Uma das conquistadas do nosso processo de reconciliação nacional é exactamente o facto de já não ser necessário mostrar a origem e o nome de família para ocupar cargos funcionais, ao contrário dos cargos de confiança onde prevalece ainda a lógica familiar(contabilizem-se laços familiares directos e por afinidade entre membros da cúpula). A ser verdadeira a posição do grupo Média Nova é um claro e oficialretorno ao tribalismo, assente na ideia de a origem étnica é determinante para as opções de vida de cada cidadão e, como tal, genericamente os bakongo são todos iguais, tal como os ovimbundu e os kimbundu.

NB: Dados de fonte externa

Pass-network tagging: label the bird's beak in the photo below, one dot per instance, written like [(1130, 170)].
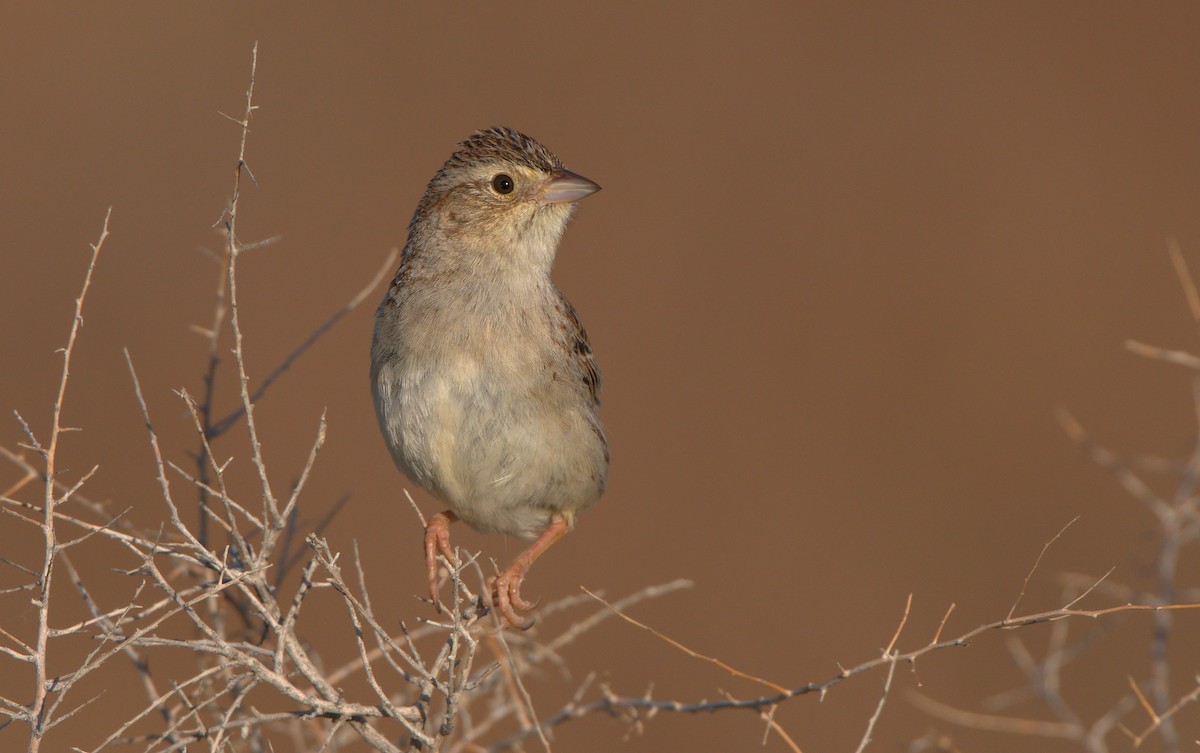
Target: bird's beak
[(564, 186)]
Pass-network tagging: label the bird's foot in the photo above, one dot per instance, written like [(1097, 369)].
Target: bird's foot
[(507, 596), (437, 541)]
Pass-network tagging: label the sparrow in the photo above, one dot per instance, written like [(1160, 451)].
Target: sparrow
[(485, 385)]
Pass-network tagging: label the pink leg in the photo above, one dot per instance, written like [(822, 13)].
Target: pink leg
[(437, 541), (507, 586)]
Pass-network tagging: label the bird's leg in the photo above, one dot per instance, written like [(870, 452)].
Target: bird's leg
[(437, 541), (507, 586)]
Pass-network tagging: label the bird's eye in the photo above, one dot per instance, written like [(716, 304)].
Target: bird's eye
[(503, 184)]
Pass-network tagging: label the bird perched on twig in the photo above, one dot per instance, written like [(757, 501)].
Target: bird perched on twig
[(484, 380)]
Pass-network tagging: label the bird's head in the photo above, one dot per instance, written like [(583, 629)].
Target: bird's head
[(501, 193)]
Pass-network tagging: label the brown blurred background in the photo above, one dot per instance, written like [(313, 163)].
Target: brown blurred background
[(847, 260)]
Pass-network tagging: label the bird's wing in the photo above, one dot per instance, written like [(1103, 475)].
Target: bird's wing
[(580, 349)]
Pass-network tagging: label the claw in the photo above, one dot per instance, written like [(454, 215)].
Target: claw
[(507, 597), (437, 541)]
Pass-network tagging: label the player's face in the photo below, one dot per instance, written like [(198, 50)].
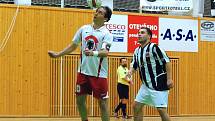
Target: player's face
[(124, 62), (99, 15), (143, 36)]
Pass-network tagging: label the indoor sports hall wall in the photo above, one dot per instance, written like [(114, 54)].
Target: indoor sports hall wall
[(30, 80)]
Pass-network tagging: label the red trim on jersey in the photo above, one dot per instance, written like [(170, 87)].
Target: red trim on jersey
[(100, 65)]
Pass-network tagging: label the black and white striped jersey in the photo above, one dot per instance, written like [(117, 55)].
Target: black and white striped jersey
[(151, 60)]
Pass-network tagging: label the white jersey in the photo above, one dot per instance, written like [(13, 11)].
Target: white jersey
[(92, 39)]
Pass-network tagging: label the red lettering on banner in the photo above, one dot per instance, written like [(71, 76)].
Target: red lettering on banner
[(115, 26), (135, 23)]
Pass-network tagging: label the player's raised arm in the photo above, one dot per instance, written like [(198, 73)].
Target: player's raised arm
[(70, 48)]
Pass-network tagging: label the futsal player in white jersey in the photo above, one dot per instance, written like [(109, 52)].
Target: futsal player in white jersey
[(92, 74), (155, 73)]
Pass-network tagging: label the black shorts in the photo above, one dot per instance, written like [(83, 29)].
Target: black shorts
[(123, 91)]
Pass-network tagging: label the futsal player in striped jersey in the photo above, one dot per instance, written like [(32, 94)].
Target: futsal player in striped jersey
[(92, 74), (155, 72)]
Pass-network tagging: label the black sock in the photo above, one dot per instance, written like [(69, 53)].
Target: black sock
[(118, 107), (124, 109)]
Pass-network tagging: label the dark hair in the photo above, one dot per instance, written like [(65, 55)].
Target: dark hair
[(148, 31), (120, 60), (108, 12)]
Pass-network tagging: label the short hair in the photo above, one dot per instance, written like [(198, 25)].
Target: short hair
[(108, 12), (120, 60), (148, 31)]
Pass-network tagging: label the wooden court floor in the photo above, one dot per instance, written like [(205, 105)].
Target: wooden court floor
[(199, 118)]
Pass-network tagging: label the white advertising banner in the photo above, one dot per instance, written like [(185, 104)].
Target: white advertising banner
[(118, 26), (166, 5), (178, 34), (207, 30)]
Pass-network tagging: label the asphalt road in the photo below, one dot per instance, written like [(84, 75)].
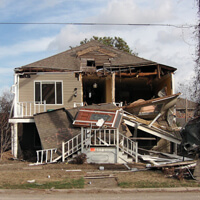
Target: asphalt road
[(48, 195)]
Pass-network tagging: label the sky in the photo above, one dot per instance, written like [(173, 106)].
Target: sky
[(21, 44)]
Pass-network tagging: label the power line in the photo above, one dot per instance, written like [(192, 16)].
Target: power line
[(97, 24)]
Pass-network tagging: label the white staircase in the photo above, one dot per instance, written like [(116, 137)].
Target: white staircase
[(101, 139), (100, 142)]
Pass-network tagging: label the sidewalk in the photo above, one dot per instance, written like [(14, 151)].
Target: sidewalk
[(102, 190)]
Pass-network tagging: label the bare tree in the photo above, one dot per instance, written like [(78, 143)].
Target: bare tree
[(197, 67), (5, 130)]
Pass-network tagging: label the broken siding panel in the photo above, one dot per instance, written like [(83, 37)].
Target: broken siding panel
[(165, 81), (69, 81)]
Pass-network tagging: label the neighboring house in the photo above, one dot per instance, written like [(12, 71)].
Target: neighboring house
[(185, 110), (87, 74)]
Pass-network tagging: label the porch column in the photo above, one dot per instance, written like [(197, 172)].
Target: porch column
[(82, 139), (117, 153), (113, 87), (175, 149), (14, 139)]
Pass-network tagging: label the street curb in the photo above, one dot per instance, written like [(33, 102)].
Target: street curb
[(103, 190)]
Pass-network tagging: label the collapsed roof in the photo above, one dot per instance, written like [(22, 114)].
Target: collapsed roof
[(106, 57)]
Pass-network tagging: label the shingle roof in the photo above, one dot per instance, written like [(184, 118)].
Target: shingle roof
[(69, 60)]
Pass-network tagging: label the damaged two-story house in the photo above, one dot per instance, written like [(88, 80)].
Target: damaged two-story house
[(92, 73)]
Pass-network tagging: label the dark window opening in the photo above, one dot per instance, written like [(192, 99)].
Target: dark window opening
[(51, 92), (90, 63)]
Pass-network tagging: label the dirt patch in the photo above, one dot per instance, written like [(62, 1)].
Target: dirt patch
[(16, 172)]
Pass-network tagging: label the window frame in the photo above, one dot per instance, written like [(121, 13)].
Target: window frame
[(55, 90)]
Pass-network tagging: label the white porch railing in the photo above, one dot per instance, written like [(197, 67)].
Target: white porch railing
[(45, 155), (128, 146), (99, 137), (27, 109)]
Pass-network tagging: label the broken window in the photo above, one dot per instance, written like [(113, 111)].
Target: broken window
[(90, 63), (49, 91)]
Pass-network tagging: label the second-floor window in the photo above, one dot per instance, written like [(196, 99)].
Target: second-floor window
[(49, 91)]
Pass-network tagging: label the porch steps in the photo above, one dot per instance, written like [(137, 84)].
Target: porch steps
[(108, 143)]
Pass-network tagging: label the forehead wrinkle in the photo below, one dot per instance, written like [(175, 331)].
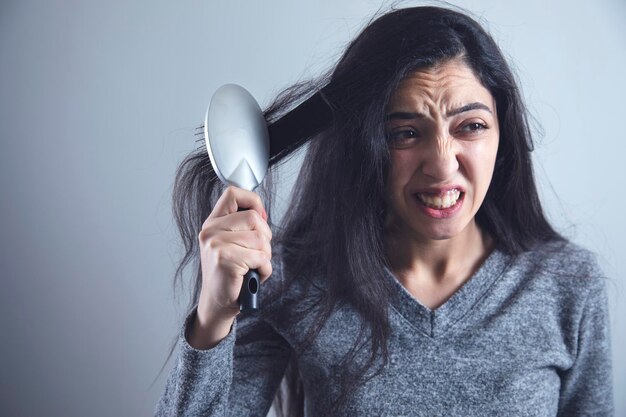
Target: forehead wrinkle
[(428, 91)]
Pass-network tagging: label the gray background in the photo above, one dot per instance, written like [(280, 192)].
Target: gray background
[(98, 105)]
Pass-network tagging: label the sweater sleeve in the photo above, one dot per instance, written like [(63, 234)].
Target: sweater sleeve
[(586, 388), (237, 377)]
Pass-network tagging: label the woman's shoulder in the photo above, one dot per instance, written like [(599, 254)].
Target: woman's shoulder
[(563, 265)]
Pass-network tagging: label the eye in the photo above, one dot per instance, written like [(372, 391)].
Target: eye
[(402, 137), (473, 127)]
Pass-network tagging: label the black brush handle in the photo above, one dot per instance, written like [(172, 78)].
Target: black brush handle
[(249, 295)]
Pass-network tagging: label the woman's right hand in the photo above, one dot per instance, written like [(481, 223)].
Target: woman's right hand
[(231, 243)]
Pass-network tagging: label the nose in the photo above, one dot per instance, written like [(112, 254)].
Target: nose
[(440, 159)]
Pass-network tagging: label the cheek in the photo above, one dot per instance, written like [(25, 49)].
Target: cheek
[(480, 161), (400, 171)]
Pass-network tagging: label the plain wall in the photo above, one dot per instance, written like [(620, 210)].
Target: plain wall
[(98, 105)]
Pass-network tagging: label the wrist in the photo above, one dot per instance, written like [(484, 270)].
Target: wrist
[(206, 331)]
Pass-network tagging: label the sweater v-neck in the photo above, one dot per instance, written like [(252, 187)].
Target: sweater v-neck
[(434, 323)]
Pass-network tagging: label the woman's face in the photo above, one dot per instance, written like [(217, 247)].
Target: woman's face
[(443, 136)]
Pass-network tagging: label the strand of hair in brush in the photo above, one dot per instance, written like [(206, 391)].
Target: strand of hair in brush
[(306, 120)]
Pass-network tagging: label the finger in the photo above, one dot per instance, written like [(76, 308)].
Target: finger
[(240, 260), (249, 239), (234, 199), (239, 221)]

É um grave retrocesso que não deveria ficar sem resposta. Ou aquele grupo vem a público desmentir a demissão de Luís Fernando por razões étnicas ou a sociedade tem de tomar uma posição crítica, pública e reiterada para não permitirmos um tão grande retrocesso de uma liberdade conquistada. É pura e simplesmente inaceitável e inconcebível a possibilidade de existência de um local de trabalho, seja privado ou público, onde prevaleça a ideia de que diz-me de onde és e dir-te-ei com quem andas. Antigamente as pessoas eram classificadas em bailundos, malajinos, catetistas e ‹‹zairenses››. Sempre com uma carga pejorativa. Hoje o ser angolano é mais importante que isso tudo e ao mesmo tempo cada um se orgulha de pertencer às suas raízes.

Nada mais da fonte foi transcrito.